Anne Coglianese,’15, sees a bottled drink and thinks about leadership and sustainability. She began conducting research on sustainable leadership in the fall and presented her findings this spring at the Jepson Research Symposium.  

“For multinational corporations to truly claim to be leaders in sustainable business they must ensure that products and services are produced in environmentally conscious ways and at a rate that can be sustained in an equitable world,” says Coglianese.

She was one of 10 students to showcase research at the symposium, held April 17 in Jepson Hall. Poster presentations, a slideshow, and remarks by some faculty advisors took center stage.  

Emmy Morse, ’15, who was given the Fredric M. Jablin Award for Undergraduate Research, spent the past year or so researching the “dark side” of volunteering.

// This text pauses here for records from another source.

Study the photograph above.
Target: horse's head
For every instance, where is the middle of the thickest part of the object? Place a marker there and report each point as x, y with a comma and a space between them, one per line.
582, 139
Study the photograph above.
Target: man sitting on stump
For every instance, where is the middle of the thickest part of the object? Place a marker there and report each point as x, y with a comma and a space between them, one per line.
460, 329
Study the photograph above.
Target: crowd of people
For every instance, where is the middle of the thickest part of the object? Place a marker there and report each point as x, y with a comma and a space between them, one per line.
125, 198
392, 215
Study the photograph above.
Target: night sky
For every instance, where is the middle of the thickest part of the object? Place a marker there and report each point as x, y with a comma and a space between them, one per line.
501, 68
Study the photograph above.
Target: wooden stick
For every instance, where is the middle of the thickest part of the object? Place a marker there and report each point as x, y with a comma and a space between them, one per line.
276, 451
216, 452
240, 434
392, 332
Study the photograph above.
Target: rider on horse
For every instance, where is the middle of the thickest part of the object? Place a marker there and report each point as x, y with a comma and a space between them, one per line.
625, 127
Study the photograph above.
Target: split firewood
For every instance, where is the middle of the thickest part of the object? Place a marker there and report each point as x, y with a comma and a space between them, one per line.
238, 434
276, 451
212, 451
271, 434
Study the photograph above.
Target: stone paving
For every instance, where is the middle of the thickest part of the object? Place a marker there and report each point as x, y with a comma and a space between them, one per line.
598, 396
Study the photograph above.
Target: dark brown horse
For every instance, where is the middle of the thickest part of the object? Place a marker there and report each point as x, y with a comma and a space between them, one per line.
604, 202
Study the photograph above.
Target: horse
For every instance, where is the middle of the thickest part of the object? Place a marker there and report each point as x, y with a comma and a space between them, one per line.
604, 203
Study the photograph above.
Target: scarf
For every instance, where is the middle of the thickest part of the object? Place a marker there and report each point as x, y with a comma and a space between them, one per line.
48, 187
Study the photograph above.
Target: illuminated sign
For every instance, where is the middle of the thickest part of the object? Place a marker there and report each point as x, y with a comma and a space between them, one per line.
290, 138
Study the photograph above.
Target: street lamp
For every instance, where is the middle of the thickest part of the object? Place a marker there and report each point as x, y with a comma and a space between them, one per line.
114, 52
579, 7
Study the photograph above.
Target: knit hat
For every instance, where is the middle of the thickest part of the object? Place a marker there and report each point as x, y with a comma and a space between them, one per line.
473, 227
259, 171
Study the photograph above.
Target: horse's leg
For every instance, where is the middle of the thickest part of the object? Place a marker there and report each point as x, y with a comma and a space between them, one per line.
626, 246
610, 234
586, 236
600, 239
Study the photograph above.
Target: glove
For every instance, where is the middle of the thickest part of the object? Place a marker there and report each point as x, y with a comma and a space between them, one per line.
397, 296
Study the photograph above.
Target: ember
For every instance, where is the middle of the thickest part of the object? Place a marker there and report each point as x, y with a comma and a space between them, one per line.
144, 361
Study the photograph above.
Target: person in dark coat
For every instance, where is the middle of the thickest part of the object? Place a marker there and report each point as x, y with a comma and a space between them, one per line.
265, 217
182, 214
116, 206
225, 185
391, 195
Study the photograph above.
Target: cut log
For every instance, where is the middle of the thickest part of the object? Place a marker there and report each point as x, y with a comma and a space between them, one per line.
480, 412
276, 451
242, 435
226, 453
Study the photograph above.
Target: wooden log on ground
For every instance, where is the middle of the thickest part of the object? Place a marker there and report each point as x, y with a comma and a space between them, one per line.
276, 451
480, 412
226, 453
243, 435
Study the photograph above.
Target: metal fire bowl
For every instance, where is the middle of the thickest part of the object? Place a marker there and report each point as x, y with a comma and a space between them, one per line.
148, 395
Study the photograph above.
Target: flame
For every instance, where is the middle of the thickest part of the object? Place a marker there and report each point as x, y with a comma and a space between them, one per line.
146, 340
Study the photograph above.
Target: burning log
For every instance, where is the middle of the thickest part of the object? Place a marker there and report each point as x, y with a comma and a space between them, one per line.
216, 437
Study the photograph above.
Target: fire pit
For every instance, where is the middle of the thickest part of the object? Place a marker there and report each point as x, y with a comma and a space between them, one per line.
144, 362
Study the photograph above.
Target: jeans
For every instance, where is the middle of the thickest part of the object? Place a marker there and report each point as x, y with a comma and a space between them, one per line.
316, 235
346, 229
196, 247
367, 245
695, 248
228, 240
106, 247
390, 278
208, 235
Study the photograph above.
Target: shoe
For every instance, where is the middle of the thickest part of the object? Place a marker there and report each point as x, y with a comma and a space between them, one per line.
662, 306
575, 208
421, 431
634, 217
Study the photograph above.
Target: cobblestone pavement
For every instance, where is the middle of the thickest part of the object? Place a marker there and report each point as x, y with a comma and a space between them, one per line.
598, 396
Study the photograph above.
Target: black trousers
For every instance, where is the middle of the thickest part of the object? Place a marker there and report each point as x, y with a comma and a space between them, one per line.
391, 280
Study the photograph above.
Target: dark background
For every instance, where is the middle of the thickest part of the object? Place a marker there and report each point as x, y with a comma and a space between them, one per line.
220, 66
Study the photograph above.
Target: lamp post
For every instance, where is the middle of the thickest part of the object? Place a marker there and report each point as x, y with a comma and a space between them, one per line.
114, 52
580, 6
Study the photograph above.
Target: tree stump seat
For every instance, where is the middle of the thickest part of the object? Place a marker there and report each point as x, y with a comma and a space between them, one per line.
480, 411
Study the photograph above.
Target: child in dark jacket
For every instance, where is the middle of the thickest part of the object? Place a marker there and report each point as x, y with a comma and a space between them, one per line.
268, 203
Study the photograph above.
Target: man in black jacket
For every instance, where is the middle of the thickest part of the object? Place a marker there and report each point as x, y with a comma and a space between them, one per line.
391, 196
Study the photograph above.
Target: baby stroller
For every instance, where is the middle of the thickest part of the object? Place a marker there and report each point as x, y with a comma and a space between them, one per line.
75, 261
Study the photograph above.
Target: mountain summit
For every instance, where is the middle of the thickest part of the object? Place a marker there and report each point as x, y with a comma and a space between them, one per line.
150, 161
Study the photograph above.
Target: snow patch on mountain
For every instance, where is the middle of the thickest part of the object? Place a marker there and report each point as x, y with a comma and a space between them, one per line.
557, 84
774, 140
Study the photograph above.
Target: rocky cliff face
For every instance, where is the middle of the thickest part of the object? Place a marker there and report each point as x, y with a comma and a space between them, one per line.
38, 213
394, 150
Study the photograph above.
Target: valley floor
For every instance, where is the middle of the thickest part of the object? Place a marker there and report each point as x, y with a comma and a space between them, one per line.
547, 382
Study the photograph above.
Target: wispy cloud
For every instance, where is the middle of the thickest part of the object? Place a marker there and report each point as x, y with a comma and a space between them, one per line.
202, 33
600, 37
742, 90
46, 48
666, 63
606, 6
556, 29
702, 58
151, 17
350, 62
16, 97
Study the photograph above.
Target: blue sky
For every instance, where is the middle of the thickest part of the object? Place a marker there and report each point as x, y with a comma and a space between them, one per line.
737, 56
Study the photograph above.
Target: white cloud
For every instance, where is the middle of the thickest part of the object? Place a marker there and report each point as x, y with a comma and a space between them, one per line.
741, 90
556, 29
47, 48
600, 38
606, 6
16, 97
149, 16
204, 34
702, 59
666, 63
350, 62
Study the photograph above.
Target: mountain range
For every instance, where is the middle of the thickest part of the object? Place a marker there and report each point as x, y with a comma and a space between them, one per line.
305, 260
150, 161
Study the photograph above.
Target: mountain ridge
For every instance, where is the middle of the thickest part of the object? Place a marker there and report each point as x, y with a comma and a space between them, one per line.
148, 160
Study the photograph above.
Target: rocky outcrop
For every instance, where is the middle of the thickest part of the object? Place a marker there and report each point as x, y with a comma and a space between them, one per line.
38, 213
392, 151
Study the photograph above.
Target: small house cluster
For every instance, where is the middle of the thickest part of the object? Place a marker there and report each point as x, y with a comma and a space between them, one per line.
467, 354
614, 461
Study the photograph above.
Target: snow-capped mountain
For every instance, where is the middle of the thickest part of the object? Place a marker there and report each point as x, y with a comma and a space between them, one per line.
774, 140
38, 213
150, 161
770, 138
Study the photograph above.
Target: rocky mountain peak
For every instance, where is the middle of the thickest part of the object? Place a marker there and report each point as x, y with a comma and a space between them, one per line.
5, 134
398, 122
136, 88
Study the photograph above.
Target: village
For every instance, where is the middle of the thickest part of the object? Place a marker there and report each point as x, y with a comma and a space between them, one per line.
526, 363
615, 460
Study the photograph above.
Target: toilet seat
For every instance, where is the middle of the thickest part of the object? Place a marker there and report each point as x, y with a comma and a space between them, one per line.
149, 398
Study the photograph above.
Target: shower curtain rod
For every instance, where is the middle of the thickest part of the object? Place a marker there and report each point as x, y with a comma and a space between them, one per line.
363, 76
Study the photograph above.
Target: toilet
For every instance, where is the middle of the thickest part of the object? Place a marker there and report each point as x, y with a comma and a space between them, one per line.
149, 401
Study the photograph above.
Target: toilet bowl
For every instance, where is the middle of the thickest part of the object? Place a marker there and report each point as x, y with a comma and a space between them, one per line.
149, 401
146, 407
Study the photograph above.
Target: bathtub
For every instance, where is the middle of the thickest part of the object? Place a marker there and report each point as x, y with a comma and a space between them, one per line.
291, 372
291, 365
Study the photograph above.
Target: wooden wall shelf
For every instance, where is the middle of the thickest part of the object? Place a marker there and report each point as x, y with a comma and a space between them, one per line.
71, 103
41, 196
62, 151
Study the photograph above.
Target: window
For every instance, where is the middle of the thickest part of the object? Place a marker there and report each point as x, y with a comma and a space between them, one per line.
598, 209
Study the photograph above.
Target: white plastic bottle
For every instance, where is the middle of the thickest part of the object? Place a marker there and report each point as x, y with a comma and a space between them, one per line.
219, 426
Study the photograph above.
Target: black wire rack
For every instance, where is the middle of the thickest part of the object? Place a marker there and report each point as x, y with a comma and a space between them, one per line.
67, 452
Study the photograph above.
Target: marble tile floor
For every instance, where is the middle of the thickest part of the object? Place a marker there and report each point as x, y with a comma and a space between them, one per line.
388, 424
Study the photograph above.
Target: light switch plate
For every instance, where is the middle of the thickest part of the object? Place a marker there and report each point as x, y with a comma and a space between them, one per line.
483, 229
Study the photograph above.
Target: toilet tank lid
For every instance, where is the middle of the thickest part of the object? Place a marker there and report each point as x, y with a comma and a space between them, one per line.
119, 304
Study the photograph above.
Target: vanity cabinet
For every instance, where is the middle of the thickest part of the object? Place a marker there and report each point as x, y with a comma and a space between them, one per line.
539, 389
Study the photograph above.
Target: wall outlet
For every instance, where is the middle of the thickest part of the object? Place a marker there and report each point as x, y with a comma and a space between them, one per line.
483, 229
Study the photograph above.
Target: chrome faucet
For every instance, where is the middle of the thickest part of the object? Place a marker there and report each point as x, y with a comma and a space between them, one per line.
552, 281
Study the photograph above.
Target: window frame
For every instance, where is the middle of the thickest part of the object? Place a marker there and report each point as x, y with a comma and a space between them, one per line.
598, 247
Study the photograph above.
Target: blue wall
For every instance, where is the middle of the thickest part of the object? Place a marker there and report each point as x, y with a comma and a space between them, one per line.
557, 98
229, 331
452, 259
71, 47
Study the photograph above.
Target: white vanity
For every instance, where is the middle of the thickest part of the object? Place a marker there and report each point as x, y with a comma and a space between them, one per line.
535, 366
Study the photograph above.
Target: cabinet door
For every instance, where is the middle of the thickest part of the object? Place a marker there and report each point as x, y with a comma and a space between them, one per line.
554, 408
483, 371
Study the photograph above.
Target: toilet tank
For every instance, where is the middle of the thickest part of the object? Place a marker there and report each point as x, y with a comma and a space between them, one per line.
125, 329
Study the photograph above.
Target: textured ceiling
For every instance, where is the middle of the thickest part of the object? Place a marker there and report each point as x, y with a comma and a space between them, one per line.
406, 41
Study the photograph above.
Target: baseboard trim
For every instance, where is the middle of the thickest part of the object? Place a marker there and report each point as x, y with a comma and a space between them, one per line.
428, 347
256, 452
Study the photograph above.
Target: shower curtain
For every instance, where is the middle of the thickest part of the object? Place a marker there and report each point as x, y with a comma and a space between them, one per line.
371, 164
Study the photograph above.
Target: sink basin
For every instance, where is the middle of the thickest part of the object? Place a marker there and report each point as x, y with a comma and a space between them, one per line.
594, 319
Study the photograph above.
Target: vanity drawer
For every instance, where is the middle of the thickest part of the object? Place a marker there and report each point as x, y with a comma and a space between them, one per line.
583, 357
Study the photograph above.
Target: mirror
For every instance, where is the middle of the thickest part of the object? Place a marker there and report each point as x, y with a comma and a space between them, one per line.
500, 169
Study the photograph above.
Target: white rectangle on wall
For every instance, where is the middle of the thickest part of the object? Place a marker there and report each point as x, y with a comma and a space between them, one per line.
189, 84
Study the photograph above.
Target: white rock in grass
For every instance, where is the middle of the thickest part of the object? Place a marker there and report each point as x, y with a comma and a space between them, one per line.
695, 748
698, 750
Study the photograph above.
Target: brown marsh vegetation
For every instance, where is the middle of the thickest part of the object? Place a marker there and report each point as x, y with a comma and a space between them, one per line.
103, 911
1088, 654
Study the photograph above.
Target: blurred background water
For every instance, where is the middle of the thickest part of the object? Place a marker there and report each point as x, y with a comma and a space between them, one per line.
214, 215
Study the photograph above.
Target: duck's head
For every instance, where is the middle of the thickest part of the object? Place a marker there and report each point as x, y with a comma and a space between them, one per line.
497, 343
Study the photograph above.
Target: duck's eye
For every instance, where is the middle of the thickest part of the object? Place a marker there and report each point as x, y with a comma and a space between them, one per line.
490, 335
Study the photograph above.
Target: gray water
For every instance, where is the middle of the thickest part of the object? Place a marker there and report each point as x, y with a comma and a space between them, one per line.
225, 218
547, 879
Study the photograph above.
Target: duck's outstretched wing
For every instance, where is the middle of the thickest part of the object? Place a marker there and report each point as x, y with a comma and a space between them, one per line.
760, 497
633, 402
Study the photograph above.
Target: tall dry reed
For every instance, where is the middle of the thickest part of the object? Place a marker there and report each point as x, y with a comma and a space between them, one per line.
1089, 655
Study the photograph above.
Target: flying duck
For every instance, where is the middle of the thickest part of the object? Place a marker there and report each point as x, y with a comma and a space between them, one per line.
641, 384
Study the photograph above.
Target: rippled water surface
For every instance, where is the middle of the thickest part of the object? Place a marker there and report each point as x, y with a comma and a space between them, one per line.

“Volunteering is generally thought of as a selfless, positive act,” says Morse. “However, there are situations in which volunteers may actually do more harm than good. Examining the reasons why students volunteer as well as how effective they believe volunteering to be is important in order to help them avoid causing harm to vulnerable populations.”

Mollie Reese, ’15, and Annette Schieffelin, ’17, chose to work together to research perfectionism and how high personal standards and beliefs about growth affect leadership.         

“The purpose of the research is to increase our understanding of both perfectionism and mindsets as they relate to leadership aspirations and adaptive coping to leadership failures,” says Reese. “This study showed that perfectionism can be a good thing.”

Other topics this year included immigration and global governance, public education, ethical decision making, The Rice House Project, increasing participation in STEM, and terror management.